Бартолла вскинула руку и со всего размаху ударила Эвана по лицу.

— Что я могла в тебе найти? — завизжала она. — Ты слабак и тупица! Слава богу, у меня хватило ума не забеременеть от тебя, Эван. Да, ты прав — никакого ребенка нет! И я счастлива!

От облегчения у него едва не подогнулись колени. Бартолла лгала. Ее глаза сверкнули ненавистью, что заставило Эвана насторожиться.

— Ты никогда и близко не подойдешь к Мэгги и детям, — отчетливо произнес он, сильнее сжимая ее руку.

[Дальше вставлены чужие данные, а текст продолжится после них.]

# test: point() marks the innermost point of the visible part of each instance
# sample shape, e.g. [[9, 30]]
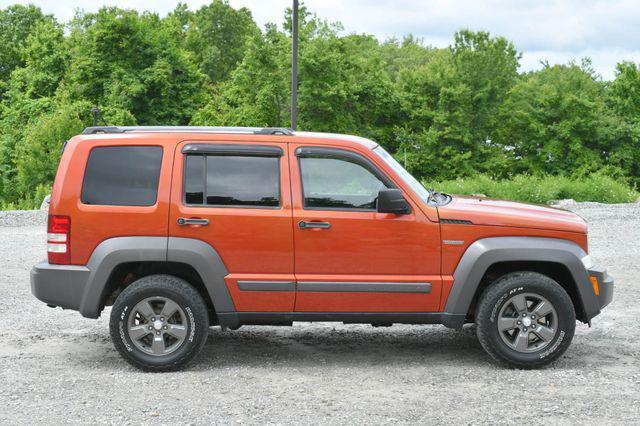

Вместо ответа, Бартолла плюнула ему в лицо. Эван потер горящую щеку, ставшую теперь влажной, и отвернулся. Перед ним стояли два полицейских.

— Думаю, вы ищете именно эту женщину, — произнес Эван и мило улыбнулся Бартолле. — У вас поменялись планы, графиня. Я понимаю, вы предполагали любоваться красотой гор, но, надеюсь, теперь будете с не меньшим удовольствием созерцать обшарпанные стены и железную решетку.